Clarkson asks the College of Physicians to gather, though only 16 of 26 doctors attend the meeting. Those who are present remain divided over the cause of the illness. One side is headed by Rush, who firmly believes the disease is yellow fever caused by the city’s foul smells like the rotting coffee. The other side is led by Dr. William Currie, who has written a book on yellow fever and feels that the sickness is something imported from the West Indies through those arriving from Santo Domingo. The division between the two camps only intensifies as the fever progresses.
At a second meeting of the College with only 11 doctors in attendance, a list of measures for residents to follow is issued and put in the newspapers. While the list recommends some precautionary measures like getting rid of bad-smelling clothes, it scares many people into leaving because it says to avoid anyone who is sick. The list also fails to offer a cure.
The city transforms as people leave, becoming emptier and quieter. Everything closes. Those who stay attempt to take a variety of preventative steps against contracting the fever. Some start smoking tobacco or chewing garlic, while others carry camphor, which is now an ingredient in insect repellant. Doctors and laypeople alike offer various remedies and concoctions in the newspapers. One named “A.B.” even advises readers how to kill off all the mosquitoes, which have been abundant in the city (28). Amidst the panic, Mayor Clarkson orders the city’s bells to stop tolling at each death because it is putting people further on edge.

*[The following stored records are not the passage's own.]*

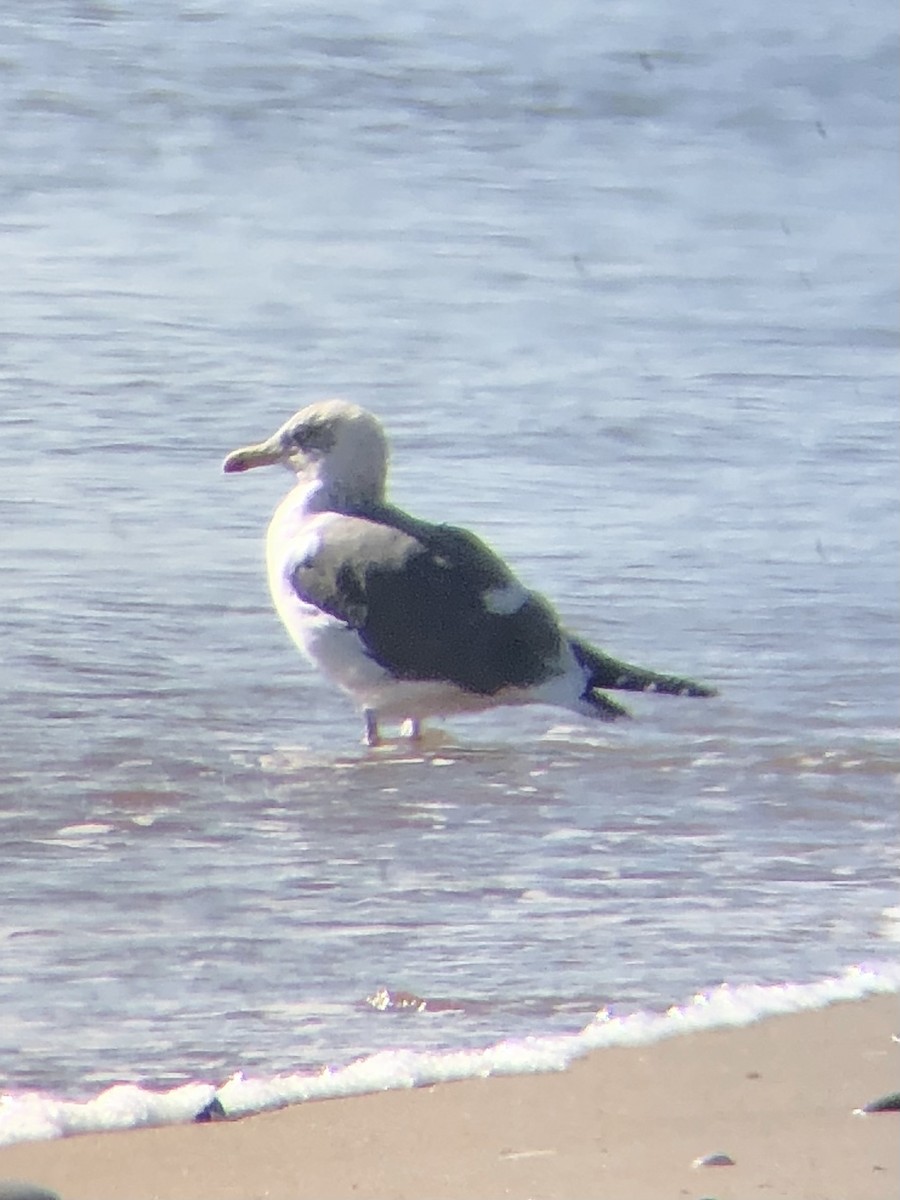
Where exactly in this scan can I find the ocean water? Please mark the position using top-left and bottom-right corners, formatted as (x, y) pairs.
(0, 0), (900, 1142)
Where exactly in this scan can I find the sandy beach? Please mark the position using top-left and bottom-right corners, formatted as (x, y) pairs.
(0, 996), (900, 1200)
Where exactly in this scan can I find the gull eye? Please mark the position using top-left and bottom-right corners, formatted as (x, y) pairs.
(288, 421), (335, 452)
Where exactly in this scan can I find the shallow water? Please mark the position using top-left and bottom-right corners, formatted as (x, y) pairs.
(0, 0), (900, 1132)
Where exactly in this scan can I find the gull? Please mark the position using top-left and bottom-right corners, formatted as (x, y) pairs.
(223, 400), (715, 745)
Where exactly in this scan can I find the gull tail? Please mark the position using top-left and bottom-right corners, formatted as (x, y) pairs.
(570, 637), (718, 721)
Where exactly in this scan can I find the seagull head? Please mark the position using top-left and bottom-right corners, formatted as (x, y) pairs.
(222, 400), (388, 502)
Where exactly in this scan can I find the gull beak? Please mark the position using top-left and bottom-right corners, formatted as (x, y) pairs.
(222, 433), (284, 475)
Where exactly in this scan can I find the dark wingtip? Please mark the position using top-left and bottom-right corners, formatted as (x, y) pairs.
(582, 688), (631, 721)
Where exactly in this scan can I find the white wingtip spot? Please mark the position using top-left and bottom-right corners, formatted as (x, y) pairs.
(481, 583), (528, 617)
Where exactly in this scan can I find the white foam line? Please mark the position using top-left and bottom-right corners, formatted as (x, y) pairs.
(0, 962), (900, 1146)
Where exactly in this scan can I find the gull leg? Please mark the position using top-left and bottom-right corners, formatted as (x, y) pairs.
(362, 708), (382, 746)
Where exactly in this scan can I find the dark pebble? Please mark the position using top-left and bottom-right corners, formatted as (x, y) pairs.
(0, 1180), (60, 1200)
(194, 1096), (228, 1123)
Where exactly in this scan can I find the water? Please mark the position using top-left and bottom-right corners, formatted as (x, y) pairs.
(0, 0), (900, 1136)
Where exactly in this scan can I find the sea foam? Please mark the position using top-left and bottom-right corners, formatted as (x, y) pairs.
(0, 962), (900, 1146)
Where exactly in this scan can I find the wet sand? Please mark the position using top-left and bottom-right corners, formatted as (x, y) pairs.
(0, 996), (900, 1200)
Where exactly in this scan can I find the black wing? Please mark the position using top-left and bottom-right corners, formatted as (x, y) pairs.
(293, 516), (563, 696)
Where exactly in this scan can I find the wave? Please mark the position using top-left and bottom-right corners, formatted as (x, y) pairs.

In the first three chapters, Murphy charts the trajectory of the yellow fever epidemic as it initially begins to spread. He introduces many of the key characters and describes the conditions of Philadelphia at the onset of the outbreak. Murphy emphasizes the dirty water, dead animals, and foul-smelling air, which make the environment ripe for insects like mosquitoes to breed. He calls attention to their presence, setting the stage for later chapters when doctors finally discover that mosquitoes cause yellow fever As “the largest city in North America” (3), he also discusses Philadelphia’s crowded streets filled with shops, houses, vendors, carriages, and animals. The scenes of activity in the first chapter serve as a stark contrast to the “great silence” (33) that descends upon the city by the end of the third chapter.

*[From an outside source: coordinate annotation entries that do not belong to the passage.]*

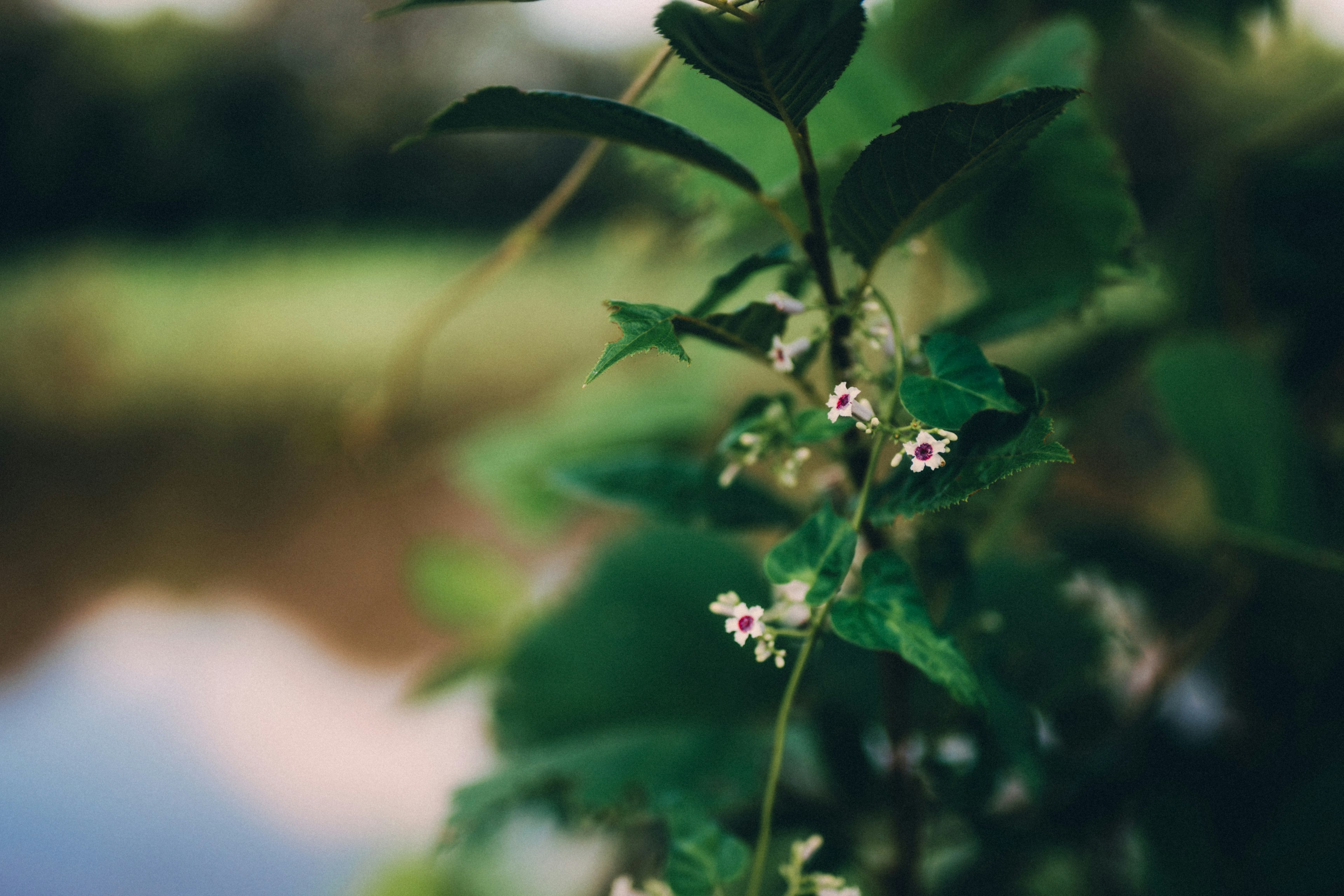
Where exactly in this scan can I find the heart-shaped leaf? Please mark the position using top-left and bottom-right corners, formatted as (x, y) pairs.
(653, 0), (864, 128)
(901, 333), (1021, 430)
(765, 504), (859, 605)
(831, 87), (1082, 267)
(831, 549), (984, 707)
(414, 87), (761, 193)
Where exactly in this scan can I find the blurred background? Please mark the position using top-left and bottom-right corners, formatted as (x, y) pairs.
(0, 0), (1344, 896)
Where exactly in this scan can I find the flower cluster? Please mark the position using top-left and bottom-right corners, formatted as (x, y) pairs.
(779, 834), (860, 896)
(891, 429), (957, 473)
(710, 582), (812, 669)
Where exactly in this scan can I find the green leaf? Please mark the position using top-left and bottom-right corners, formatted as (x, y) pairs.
(554, 454), (798, 528)
(901, 333), (1021, 430)
(765, 504), (859, 605)
(939, 19), (1141, 341)
(667, 816), (751, 896)
(688, 243), (790, 317)
(449, 727), (768, 844)
(370, 0), (533, 19)
(831, 87), (1082, 267)
(672, 302), (789, 355)
(653, 0), (864, 128)
(583, 302), (691, 384)
(414, 87), (761, 193)
(831, 549), (984, 707)
(793, 407), (853, 445)
(868, 368), (1074, 525)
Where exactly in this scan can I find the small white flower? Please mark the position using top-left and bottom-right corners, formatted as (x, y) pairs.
(765, 291), (808, 314)
(793, 834), (821, 865)
(892, 430), (947, 473)
(770, 336), (812, 373)
(723, 603), (765, 646)
(719, 464), (742, 489)
(710, 591), (742, 616)
(827, 383), (872, 423)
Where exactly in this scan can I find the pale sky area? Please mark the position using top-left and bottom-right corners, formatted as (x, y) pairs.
(39, 0), (1344, 50)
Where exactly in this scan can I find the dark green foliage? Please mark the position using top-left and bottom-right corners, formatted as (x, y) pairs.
(831, 87), (1082, 267)
(667, 814), (751, 896)
(688, 243), (792, 317)
(939, 20), (1140, 340)
(901, 333), (1021, 430)
(765, 504), (859, 605)
(414, 87), (761, 193)
(583, 302), (691, 383)
(554, 454), (798, 528)
(653, 0), (864, 128)
(495, 528), (785, 752)
(372, 0), (533, 19)
(831, 549), (984, 705)
(868, 368), (1072, 525)
(682, 302), (789, 355)
(1149, 337), (1317, 541)
(449, 725), (769, 838)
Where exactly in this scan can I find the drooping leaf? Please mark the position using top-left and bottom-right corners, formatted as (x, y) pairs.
(371, 0), (533, 19)
(414, 87), (761, 193)
(793, 407), (853, 445)
(667, 813), (751, 896)
(765, 502), (859, 605)
(831, 548), (984, 705)
(682, 302), (789, 353)
(901, 333), (1021, 430)
(554, 453), (798, 528)
(688, 243), (790, 317)
(653, 0), (864, 126)
(868, 368), (1072, 525)
(939, 19), (1141, 341)
(449, 725), (769, 844)
(583, 302), (691, 383)
(831, 87), (1082, 267)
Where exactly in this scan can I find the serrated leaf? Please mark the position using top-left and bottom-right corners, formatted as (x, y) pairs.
(653, 0), (864, 128)
(765, 504), (859, 605)
(901, 333), (1021, 430)
(831, 548), (984, 707)
(449, 727), (768, 834)
(667, 817), (751, 896)
(868, 368), (1074, 525)
(793, 407), (853, 445)
(831, 87), (1082, 267)
(682, 302), (789, 355)
(583, 302), (691, 384)
(688, 243), (790, 317)
(552, 454), (798, 528)
(414, 87), (761, 193)
(370, 0), (533, 19)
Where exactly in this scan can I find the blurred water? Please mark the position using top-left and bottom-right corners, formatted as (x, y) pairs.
(0, 595), (491, 896)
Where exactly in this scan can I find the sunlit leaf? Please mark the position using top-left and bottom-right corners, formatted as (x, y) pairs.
(901, 333), (1021, 430)
(554, 454), (798, 528)
(688, 243), (790, 317)
(653, 0), (864, 126)
(403, 87), (761, 193)
(831, 549), (984, 705)
(667, 816), (751, 896)
(831, 87), (1082, 267)
(765, 504), (859, 603)
(583, 302), (691, 383)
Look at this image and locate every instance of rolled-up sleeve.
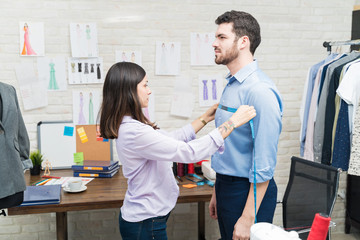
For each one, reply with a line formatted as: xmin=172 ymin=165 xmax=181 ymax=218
xmin=132 ymin=125 xmax=224 ymax=163
xmin=249 ymin=88 xmax=282 ymax=182
xmin=159 ymin=123 xmax=196 ymax=142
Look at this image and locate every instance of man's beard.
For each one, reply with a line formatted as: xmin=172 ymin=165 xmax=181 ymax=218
xmin=215 ymin=43 xmax=239 ymax=65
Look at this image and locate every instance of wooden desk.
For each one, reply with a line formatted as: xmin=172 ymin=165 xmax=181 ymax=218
xmin=8 ymin=168 xmax=212 ymax=240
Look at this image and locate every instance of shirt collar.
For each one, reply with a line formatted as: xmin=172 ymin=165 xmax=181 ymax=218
xmin=226 ymin=59 xmax=258 ymax=83
xmin=122 ymin=115 xmax=133 ymax=123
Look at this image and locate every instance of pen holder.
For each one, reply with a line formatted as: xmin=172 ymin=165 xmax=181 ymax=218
xmin=30 ymin=165 xmax=41 ymax=176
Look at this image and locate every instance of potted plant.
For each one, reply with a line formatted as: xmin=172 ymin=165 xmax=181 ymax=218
xmin=30 ymin=150 xmax=44 ymax=175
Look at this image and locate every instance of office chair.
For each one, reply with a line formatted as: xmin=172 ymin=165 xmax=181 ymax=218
xmin=282 ymin=156 xmax=341 ymax=239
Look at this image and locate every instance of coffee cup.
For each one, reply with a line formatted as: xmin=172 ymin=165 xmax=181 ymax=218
xmin=68 ymin=179 xmax=82 ymax=191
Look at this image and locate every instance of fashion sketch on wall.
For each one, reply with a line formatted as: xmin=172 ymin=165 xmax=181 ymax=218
xmin=115 ymin=50 xmax=142 ymax=66
xmin=73 ymin=90 xmax=101 ymax=125
xmin=19 ymin=22 xmax=45 ymax=56
xmin=155 ymin=41 xmax=181 ymax=75
xmin=37 ymin=56 xmax=67 ymax=91
xmin=15 ymin=63 xmax=48 ymax=110
xmin=190 ymin=33 xmax=215 ymax=66
xmin=199 ymin=75 xmax=223 ymax=107
xmin=170 ymin=77 xmax=194 ymax=118
xmin=70 ymin=23 xmax=98 ymax=57
xmin=68 ymin=57 xmax=104 ymax=84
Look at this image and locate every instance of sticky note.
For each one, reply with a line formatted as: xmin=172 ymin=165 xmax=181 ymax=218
xmin=74 ymin=152 xmax=84 ymax=165
xmin=96 ymin=131 xmax=103 ymax=142
xmin=77 ymin=127 xmax=89 ymax=143
xmin=64 ymin=126 xmax=74 ymax=137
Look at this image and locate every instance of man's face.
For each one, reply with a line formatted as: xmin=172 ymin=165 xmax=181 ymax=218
xmin=212 ymin=23 xmax=239 ymax=65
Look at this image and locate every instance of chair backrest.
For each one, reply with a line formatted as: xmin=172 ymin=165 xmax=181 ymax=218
xmin=283 ymin=157 xmax=341 ymax=230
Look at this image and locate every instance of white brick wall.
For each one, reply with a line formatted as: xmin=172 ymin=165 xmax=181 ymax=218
xmin=0 ymin=0 xmax=359 ymax=240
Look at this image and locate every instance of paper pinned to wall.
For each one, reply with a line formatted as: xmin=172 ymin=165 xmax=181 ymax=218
xmin=115 ymin=50 xmax=142 ymax=66
xmin=37 ymin=56 xmax=67 ymax=91
xmin=68 ymin=57 xmax=104 ymax=84
xmin=142 ymin=91 xmax=156 ymax=122
xmin=15 ymin=63 xmax=48 ymax=110
xmin=170 ymin=78 xmax=194 ymax=118
xmin=70 ymin=23 xmax=98 ymax=57
xmin=19 ymin=22 xmax=45 ymax=56
xmin=190 ymin=33 xmax=215 ymax=66
xmin=73 ymin=90 xmax=101 ymax=125
xmin=199 ymin=75 xmax=223 ymax=107
xmin=155 ymin=41 xmax=181 ymax=75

The arc of the early chapters takes the city from a thriving metropolis to a place of chaos, panic, and ultimately sickness and desolation. As the nation’s capital, Philadelphia serves an essential role to the young nation and is home to the federal government, including President George Washington. It depends on the presence of its leaders to function. When the fever takes hold, it prompts those with power and authority to flee, leaving behind a city in chaos. As the fever grows worse, the situation deteriorates quickly, and by the end of chapter 3, “Philadelphia was a city in panic and flight” (33).

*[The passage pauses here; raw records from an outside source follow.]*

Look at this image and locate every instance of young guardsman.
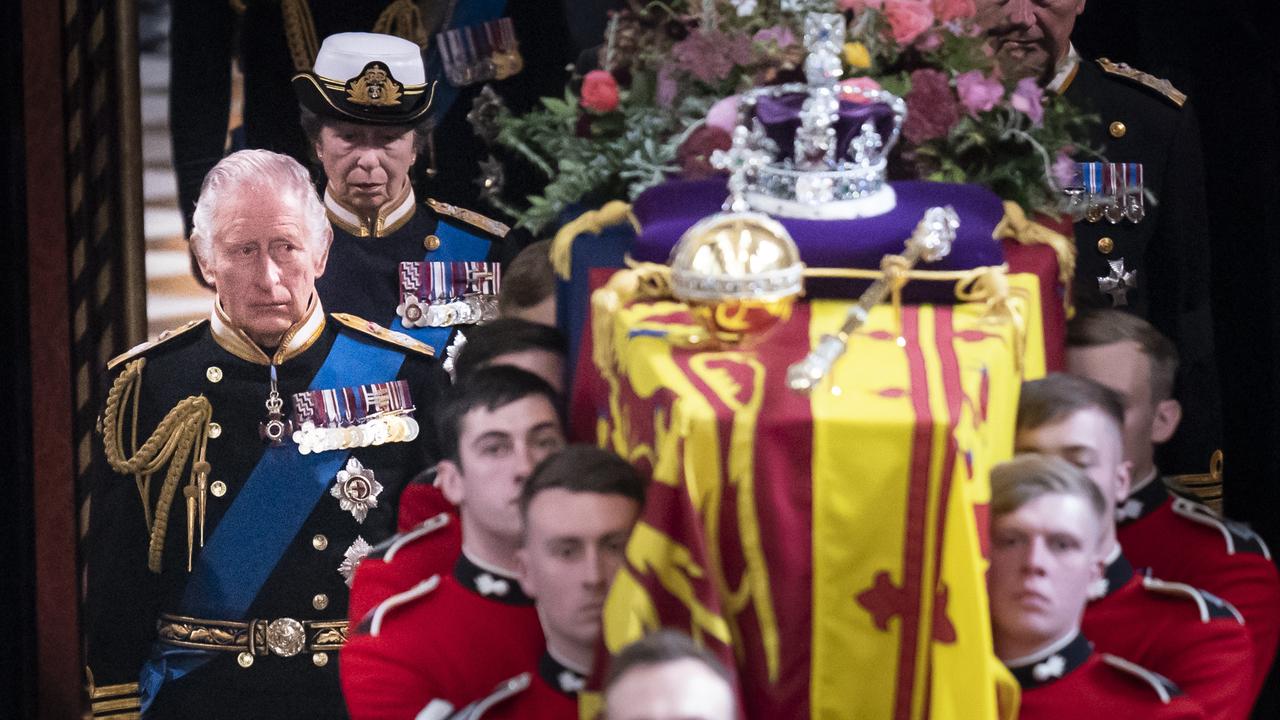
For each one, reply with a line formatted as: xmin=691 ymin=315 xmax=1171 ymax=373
xmin=342 ymin=366 xmax=564 ymax=719
xmin=987 ymin=454 xmax=1204 ymax=720
xmin=1015 ymin=374 xmax=1253 ymax=720
xmin=84 ymin=150 xmax=448 ymax=719
xmin=604 ymin=630 xmax=739 ymax=720
xmin=1066 ymin=310 xmax=1280 ymax=694
xmin=427 ymin=445 xmax=645 ymax=720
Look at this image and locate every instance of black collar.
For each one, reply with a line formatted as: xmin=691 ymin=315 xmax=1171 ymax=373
xmin=1116 ymin=475 xmax=1169 ymax=525
xmin=538 ymin=651 xmax=586 ymax=697
xmin=1089 ymin=552 xmax=1133 ymax=602
xmin=453 ymin=552 xmax=534 ymax=605
xmin=1009 ymin=632 xmax=1093 ymax=691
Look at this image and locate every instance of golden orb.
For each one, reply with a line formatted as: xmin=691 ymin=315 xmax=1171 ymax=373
xmin=671 ymin=213 xmax=804 ymax=345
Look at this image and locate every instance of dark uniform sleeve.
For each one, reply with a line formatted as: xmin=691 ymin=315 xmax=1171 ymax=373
xmin=84 ymin=437 xmax=160 ymax=717
xmin=169 ymin=0 xmax=236 ymax=231
xmin=1139 ymin=102 xmax=1222 ymax=473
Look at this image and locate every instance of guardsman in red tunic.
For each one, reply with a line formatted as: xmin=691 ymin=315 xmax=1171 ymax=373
xmin=1066 ymin=310 xmax=1280 ymax=694
xmin=987 ymin=454 xmax=1204 ymax=720
xmin=340 ymin=366 xmax=564 ymax=719
xmin=420 ymin=445 xmax=645 ymax=720
xmin=1015 ymin=374 xmax=1254 ymax=720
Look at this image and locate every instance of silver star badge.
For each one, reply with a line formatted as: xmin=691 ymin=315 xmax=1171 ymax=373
xmin=1032 ymin=655 xmax=1066 ymax=683
xmin=329 ymin=457 xmax=383 ymax=523
xmin=338 ymin=536 xmax=372 ymax=588
xmin=476 ymin=573 xmax=511 ymax=597
xmin=1098 ymin=258 xmax=1138 ymax=307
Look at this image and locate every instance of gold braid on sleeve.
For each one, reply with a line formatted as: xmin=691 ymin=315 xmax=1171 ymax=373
xmin=102 ymin=357 xmax=214 ymax=573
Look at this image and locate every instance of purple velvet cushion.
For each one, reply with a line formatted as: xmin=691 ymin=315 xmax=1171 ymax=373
xmin=631 ymin=178 xmax=1005 ymax=302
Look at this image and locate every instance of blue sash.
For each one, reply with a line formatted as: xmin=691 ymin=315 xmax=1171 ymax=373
xmin=138 ymin=334 xmax=404 ymax=714
xmin=426 ymin=0 xmax=507 ymax=122
xmin=392 ymin=218 xmax=490 ymax=360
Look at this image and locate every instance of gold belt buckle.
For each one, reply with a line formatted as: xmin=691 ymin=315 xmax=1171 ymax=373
xmin=266 ymin=618 xmax=307 ymax=657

Murphy also focuses on the growing uncertainty among those in positions of authority as the fever spreads. The College of Physicians immediately divides into factions over “the nature and the cause of the illness” (25) and have no definitive plans to confront it. There is no consensus over an appropriate course of action. The theme of leadership recurs throughout Murphy’s book, and in the first three chapters he provides a sense of how insufficient it currently is, and how important it will become.